How much velocity do you want to be coming out of the drains, etc? Do you want it BLOWING out, or would a slightly slower trickle be ok?
I'm not familiar with that fogger (or fan), so I don't know that I can offer any advice there. But, if you don't need the fog to blast out, and you can manage a good, low-obstruction path for the fog, you may not need fans.

--Sean


----------



## Capi (Jun 11, 2007)

I know many places use dryer hose. It's light, flexible, and large enough for the smoke to travel through. I've used it in the past for relatively short runs and it works well. Just in case you don't use the same type of stuff in Australia, this is what I am talking about.

For long runs, I believe you can purchase Y-adapters for this hose. (Someone correct me if I'm wrong.) Put your fog machine at one leg of the Y and a fan at the other to push it through the hose, without having to blow fog through your fan. You can also get various adapters to make it come out at multiple places.


----------



## Logos (Jun 11, 2007)

I've used PVC pipes and old fashioned metal vacuum cleaner hoses. Like Sean says if you don't want a real blast you probably won't need fans unless you are going a very long distance. It's probably best not to use the newer plastic vacuum hoses right up next to the machine as the smoke tends to be warm when it first comes out although it does cool down very quickly.


----------



## Sean (Jun 11, 2007)

Logos said:


> I've used PVC pipes and old fashioned metal vacuum cleaner hoses. Like Sean says if you don't want a real blast you probably won't need fans unless you are going a very long distance. It's probably best not to use the newer plastic vacuum hoses right up next to the machine as the smoke tends to be warm when it first comes out although it does cool down very quickly.



It shouldn't be a problem. Remember, those hoses are intended for the exhauset of your clothes dryer.

Also, you do need to leave a little air space between the hose or pipe and the front of the fogger unless the fogger has a built-in fan. The hot fog needs to be able to mix with the air as it travels down the tube, or else you'll get a big puddle of fog juice right in front of the output.

If you can find it, get the all-metal dryer hose for another reason--you can cut a slit in it anywhere and bend a "scoop" shape into it to disperse fog where you need it.

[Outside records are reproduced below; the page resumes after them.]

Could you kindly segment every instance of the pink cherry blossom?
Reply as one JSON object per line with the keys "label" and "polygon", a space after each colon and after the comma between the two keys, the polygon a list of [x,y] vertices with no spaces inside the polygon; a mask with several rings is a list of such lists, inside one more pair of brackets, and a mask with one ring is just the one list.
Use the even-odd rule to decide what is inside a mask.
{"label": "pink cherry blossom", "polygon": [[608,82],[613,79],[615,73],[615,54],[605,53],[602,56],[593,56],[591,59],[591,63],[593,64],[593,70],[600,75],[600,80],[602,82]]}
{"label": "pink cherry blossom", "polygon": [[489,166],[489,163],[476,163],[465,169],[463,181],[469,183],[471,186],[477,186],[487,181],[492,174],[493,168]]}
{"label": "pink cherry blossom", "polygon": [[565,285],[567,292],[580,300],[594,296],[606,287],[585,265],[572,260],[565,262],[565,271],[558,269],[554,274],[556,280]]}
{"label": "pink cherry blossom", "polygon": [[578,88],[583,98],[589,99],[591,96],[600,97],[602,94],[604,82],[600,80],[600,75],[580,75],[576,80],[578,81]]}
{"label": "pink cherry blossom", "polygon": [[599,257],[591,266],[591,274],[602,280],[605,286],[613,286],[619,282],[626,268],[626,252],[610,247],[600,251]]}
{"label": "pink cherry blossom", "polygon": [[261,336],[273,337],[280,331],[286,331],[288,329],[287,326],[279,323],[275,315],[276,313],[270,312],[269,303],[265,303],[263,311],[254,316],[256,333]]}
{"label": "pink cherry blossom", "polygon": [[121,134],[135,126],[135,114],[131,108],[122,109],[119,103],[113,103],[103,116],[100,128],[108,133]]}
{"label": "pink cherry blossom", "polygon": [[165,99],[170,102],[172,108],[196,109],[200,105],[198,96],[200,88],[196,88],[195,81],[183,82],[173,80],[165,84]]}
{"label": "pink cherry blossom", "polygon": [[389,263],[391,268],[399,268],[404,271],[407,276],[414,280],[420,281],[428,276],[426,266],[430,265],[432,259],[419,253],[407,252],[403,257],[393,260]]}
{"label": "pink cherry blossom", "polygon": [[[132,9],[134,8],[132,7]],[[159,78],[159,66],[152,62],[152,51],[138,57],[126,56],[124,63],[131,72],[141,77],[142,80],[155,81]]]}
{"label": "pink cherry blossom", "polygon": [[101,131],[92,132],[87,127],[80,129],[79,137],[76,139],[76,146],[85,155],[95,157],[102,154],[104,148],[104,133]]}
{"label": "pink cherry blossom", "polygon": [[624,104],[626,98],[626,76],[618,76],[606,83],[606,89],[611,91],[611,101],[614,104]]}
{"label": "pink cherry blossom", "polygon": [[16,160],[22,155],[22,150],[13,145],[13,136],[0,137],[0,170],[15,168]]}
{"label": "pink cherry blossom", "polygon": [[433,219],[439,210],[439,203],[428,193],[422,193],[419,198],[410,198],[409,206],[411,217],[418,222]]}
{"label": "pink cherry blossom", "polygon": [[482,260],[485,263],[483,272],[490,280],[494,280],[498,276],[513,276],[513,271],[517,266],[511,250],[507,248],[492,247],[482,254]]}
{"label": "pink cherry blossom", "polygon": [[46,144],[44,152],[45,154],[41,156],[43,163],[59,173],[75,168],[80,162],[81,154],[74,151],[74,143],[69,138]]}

Here's an example of the fogger set up with a "Y" fitting (to go to two locations, not for a fan).

--Sean


----------



## Sean (Jun 11, 2007)

And here's a not-great photo of a "scoop" in the dryer hose.

--Sean


----------



## Logos (Jun 11, 2007)

That hose that Sean uses. I have seen quite long lengths of it at an eco salvage yard here in adelaide. Not much use for you but I am guessing that there would be a similar establishment in Melbourne.


----------



## Van (Jun 11, 2007)

You could, possibly, use a chiller module as a distro. run a search, there was a post not too long ago about how to build a chiller module. instead of using a single out from the chiller you could use a multi out. Always remember, when hooking a fog machine to a hose you must use a fog adapter to keep some space between the machine and the end of the pipe. This effects the output, health, and volume of the fog, and fog machine.


----------



## PadawanGeek (Jun 12, 2007)

You're looking for the Jem Hydra. It has a central base with 2x25 liter tanks, it will control up to 16 heads through DMX. http://www.jemsmoke.com/product/product.asp?product=hydra


----------



## icewolf08 (Jun 12, 2007)

PadawanGeek said:


> You're looking for the Jem Hydra. It has a central base with 2x25 liter tanks, it will control up to 16 heads through DMX. http://www.jemsmoke.com/product/product.asp?product=hydra



Though this might do what he needs, he already has a machine. For most of us, looking for a solution to a problem like this doesn't mean we get to buy new gear, because that would never fit an most people's budgets. On the one hand, it would be great if we could just go buy or rent to solve all our issues, but theatre is about coming up with creative solutions to problems. Plus it is fun and a good experience to build a fog distribution system.


----------



## icewolf08 (Jun 14, 2007)

To answer a few of charcoal's questions. It is possible to have variable control over your 12 vdc fans, in fact you could even get one of Doug Fleenor's DMX to Analog boxes (or GPI Board) and have DMX control over the fans. The DFD boxes only do 0-10v output, but that should be plenty for your fans.


----------



## DCATTechie (Jun 15, 2007)

It depends on how far places are from eachother. If they're a couple of feet get a "T" joint for the output and run the PVC to the designated area. If they are far, think of investing in more than 1 machine. For fans....you can pick up CPU cooling fans for like $10 each and your local electornics store. Then just strip the wires and run them off 9v. batteries. That should put out a sufficient amount of force


----------



## Chris15 (Jun 17, 2007)

Running motors at below their spec voltage normally results in some funky changes to current demand amongst other things. The better way to do this is to use PWM - pulse width modulation. Basically it works a little bit like a dimmer. You feed the full 12 volts to the motor, but rapidly switch it on and off. You effectively get the reduced power, but with proper torque and such. IF you still wanted to go the pot route, it gets messy with the resistive dividers and the power handling, but start by finding out the current draw of the motor.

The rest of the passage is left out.